特にスープは素材も味付けもシンプルゆえに、初めて口にするものとしてはハードルも低かろう。
「そうだね〜、かぼちゃスープは離乳食の定番でもあるし〜」
どうやら焔も同じものを作るようだが、ここは上級者に任せた方がいいだろうか。
「いや、スープが被ってもよいだろう? 見た目も楽しいし」
そう言ったのは歌音だ。
「シンプルだからこそ、同じ料理でも作り手によって味わいが変わる…そんな奥の深さも感じて貰えるだろうしな」
では遠慮なく、スープの競作と行こうか。
「なんだ章治、ちゃんとお兄ちゃんしてるじゃないか」
ミハイル・エッカート(
jb0544)は何かと弟の世話を焼こうとする門木の姿を見て、ちょっぴり反省モード。
実はかつて、彼に何かあればテリオスを殺そうと考えていたほどに尖っていたミハイルの内面も、近頃では随分と角が取れてきた。
門木が弟を気にかけ始めたのも自分が落ち着いてからと聞くから、お互いパートナーの存在は大きいようだ。

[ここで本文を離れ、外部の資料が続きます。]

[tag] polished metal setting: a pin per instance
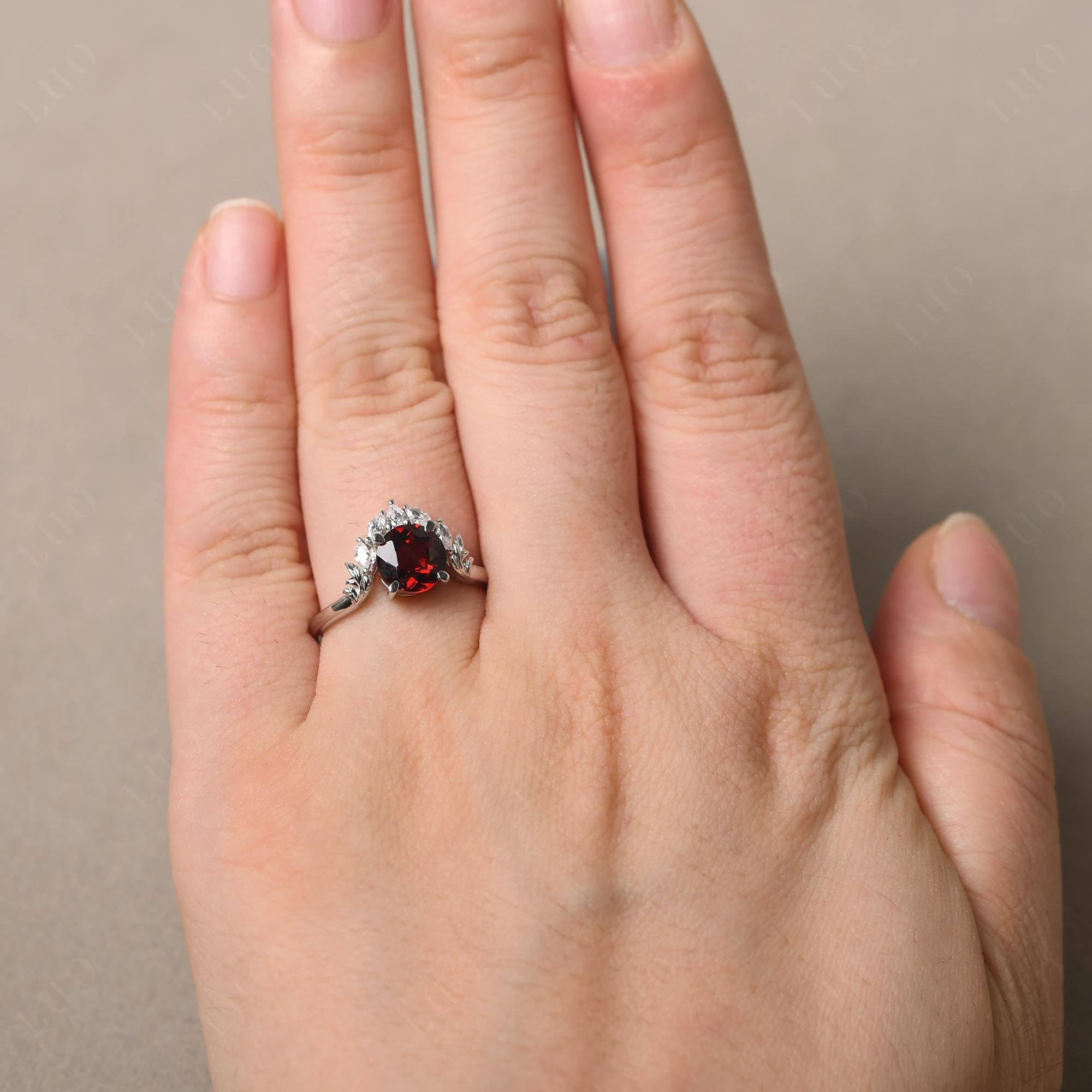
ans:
(363, 569)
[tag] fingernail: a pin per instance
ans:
(242, 251)
(621, 34)
(343, 20)
(975, 575)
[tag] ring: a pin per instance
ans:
(411, 553)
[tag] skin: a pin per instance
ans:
(654, 812)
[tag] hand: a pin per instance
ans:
(652, 813)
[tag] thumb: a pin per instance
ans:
(974, 743)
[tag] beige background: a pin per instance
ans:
(924, 173)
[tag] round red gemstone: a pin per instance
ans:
(413, 559)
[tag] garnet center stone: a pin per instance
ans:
(412, 556)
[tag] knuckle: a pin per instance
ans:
(225, 395)
(372, 367)
(502, 66)
(993, 691)
(545, 311)
(334, 150)
(395, 384)
(252, 531)
(678, 152)
(717, 359)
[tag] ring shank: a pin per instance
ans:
(347, 604)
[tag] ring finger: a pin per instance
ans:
(375, 419)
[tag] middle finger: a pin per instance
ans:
(375, 420)
(542, 401)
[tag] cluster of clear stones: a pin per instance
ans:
(363, 568)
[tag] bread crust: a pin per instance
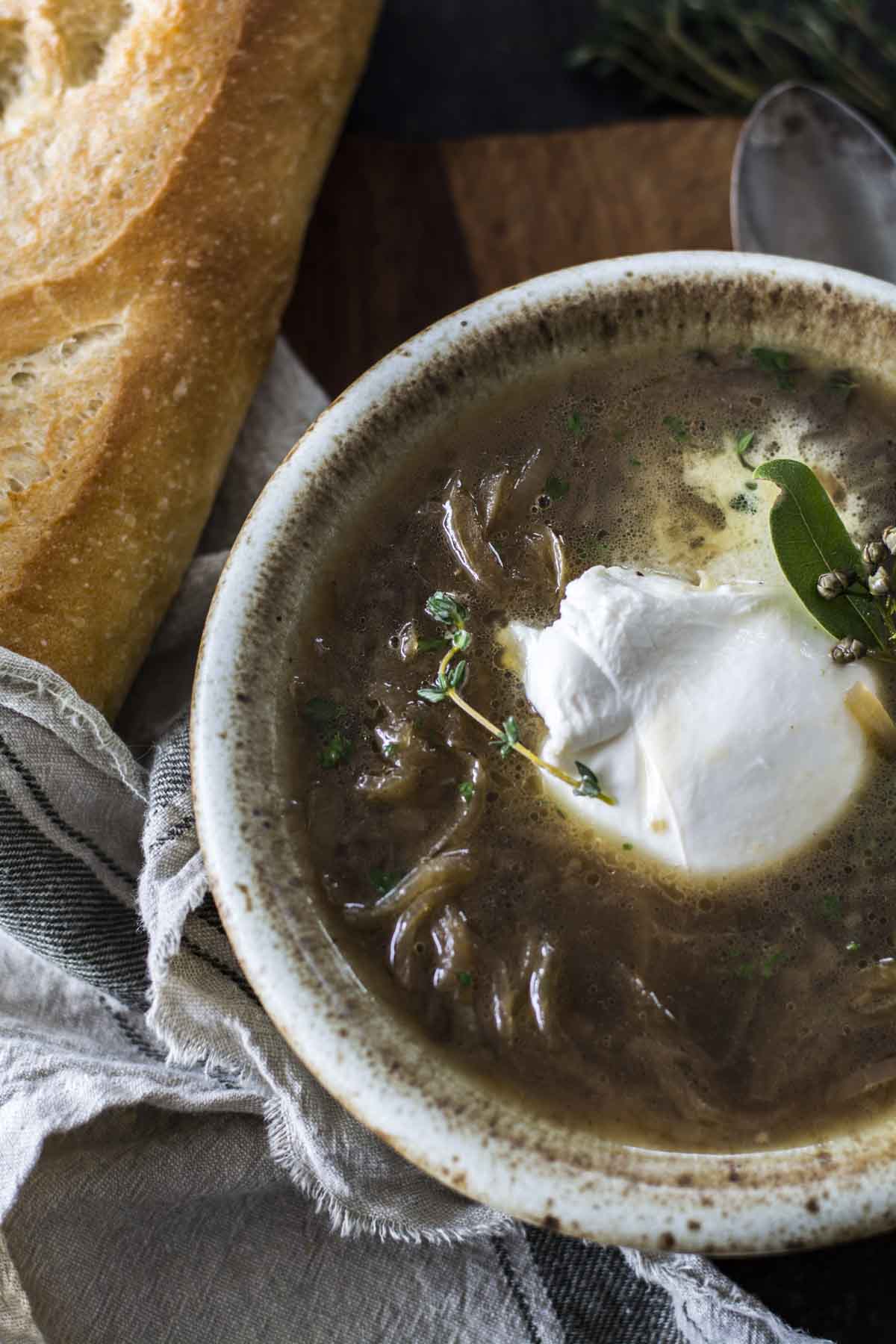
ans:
(139, 319)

そんなわけで、今回は互いの彼女の為に男子力を上げよう大作戦。
「フルーツの飾り切りに挑戦するんだぜ」
ミハイルは料理は得意ではないが出来なくもない、という程度。
ややこしい味付けはバランス感覚が必要だから、おもてなしの料理には手を出さない方が無難だろう。
しかし、これなら手先の器用さだけで乗り切れる。
「上手くできるようになれば奥さんも喜ぶぞ」
そう言って門木を持ち上げ、とりあえずは事前練習…と思ったら。
「俺、切って飾るだけなら得意だから」
門木はあっという間にオレンジで蝶を作って見せた。
「くっ」
その見事な手捌きを見て、負けてなるかとミハイルもぺティーナイフを手にとる。
レシピを見ながら格闘すること数時間。
「俺は遂に、飾り切りをマスターしたぞ!」
多分、初級コースくらいは!
「美味しいものを食べると笑顔になりますよね」
シグリッド=リンドベリ(
jb5318)は難しい事を考えず、ハージェンが美味しく食べてくれるように頑張る所存。
なお色々あったにも関わらず彼に対する印象は悪くない、と言うより割と良い人だと思っているので、おもてなしは心を込めて。

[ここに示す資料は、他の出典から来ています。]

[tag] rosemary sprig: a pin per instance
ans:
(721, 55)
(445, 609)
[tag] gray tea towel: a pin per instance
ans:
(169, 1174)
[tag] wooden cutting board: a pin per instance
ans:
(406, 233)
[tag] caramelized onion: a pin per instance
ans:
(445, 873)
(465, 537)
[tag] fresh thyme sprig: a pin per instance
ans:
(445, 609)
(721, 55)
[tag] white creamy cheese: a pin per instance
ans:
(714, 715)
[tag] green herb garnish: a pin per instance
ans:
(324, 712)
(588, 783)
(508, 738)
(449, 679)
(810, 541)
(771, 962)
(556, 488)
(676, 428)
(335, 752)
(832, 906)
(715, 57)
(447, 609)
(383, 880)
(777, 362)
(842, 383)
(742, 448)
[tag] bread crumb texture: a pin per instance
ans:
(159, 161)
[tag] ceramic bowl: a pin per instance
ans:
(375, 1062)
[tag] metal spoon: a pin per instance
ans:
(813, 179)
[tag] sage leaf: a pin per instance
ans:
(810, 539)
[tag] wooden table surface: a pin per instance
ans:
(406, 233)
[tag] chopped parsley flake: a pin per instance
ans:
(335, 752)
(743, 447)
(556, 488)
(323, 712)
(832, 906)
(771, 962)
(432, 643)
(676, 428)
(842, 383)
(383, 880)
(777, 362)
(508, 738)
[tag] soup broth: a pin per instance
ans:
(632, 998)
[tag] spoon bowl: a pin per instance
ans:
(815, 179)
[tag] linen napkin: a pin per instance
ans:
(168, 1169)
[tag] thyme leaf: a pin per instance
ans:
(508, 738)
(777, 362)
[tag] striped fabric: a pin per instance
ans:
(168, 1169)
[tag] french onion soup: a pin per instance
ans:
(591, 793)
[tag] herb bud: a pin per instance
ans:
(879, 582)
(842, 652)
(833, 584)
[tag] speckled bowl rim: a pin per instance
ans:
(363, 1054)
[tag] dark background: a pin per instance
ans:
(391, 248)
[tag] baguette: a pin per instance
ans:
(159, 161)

「テリオスお兄さん、僕と一緒にお菓子作りしませんか…!」
大丈夫、不器用なのは知ってる。
「でもフルーツゼリーなんかはそんなに難しくないですし」
何なら材料を混ぜるだけでも!
「人数分作るのは結構量がありますから、一人では少し大変なのですよ」
知ってる、こう言えばきっと手を貸してくれるって――ほらね?
「何をすればいい」
「まずは見ていてほしいのですよ」
手伝いが必要な時は言いますからねー。
作るのはデザート系。
苺や桃、オレンジやマスカット等を入れた透明なゼリーに、生クリームとフルーツソースやチョコソース、フルーツをトッピングしたクレープ、それにクッキー各種。
食べる事に馴れていないのなら、肉や魚より果物や乳製品系からの方が手が出しやすいかと考えた結果のチョイスだ。

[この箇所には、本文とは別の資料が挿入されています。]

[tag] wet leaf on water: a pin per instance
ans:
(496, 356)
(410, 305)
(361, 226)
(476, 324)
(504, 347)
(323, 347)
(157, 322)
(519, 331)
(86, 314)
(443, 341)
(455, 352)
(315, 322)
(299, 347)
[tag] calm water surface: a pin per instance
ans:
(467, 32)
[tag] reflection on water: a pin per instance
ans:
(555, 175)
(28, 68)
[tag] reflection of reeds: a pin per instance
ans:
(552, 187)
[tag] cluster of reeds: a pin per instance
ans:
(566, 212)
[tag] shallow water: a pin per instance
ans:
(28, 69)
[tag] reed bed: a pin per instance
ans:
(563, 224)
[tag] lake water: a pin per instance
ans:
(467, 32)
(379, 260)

「ゼリーはアガーを使うと透明度が高くて綺麗です、見た目も大事ですよね」
そう言われても、テリオスには今ひとつピンと来ていないようだ。
恐らくゼラチンや寒天との違いはおろか、ゼリーが何から作られているのかも理解していないのだろう。
「あ、僕がゼリー液をカップに入れますから、テリオスお兄さんはフルーツを入れて貰えますか?」
流石にそれくらいは失敗しないよね。
「テリオスお兄さんはどの果物が好きです? 好きな果物でクレープ作りましょう。焼いたり飾りつけしたり、楽しいですよ!」
わからなかったら、ほら、ここに小さくカットしたフルーツがありますから、味見して選んで下さいねー。
「…全部」
けっこう欲張りさんだった。
「わかりました、全部乗せで作りますね。その代わり、僕の分はお兄さんに作ってほしいのです。取替えっこしませんか?」
自分で作ったのより人に作ってもらった物の方が何故か美味しいですよね、出来はどうあれ。
皮を焼くのは無理ゲーっぽいから、包むだけでも。
「まあ、それくらいなら」
上手く巻けずにぐちゃっとなってしまったけれど、そこは予想通り。
だからそんなに落ち込まないで、次はクッキーの型抜きをお願いします。
「これならきっと上手に出来るのです(こくり」
申しわけ程度のハロウィン要素で猫と南瓜の型を使って、絞り出しクッキーにはナッツを乗せて香ばしく。
もしどうしてもこの場で食べるのに抵抗があるなら、持ち帰ってこっそり食べて貰っても良いし、ね。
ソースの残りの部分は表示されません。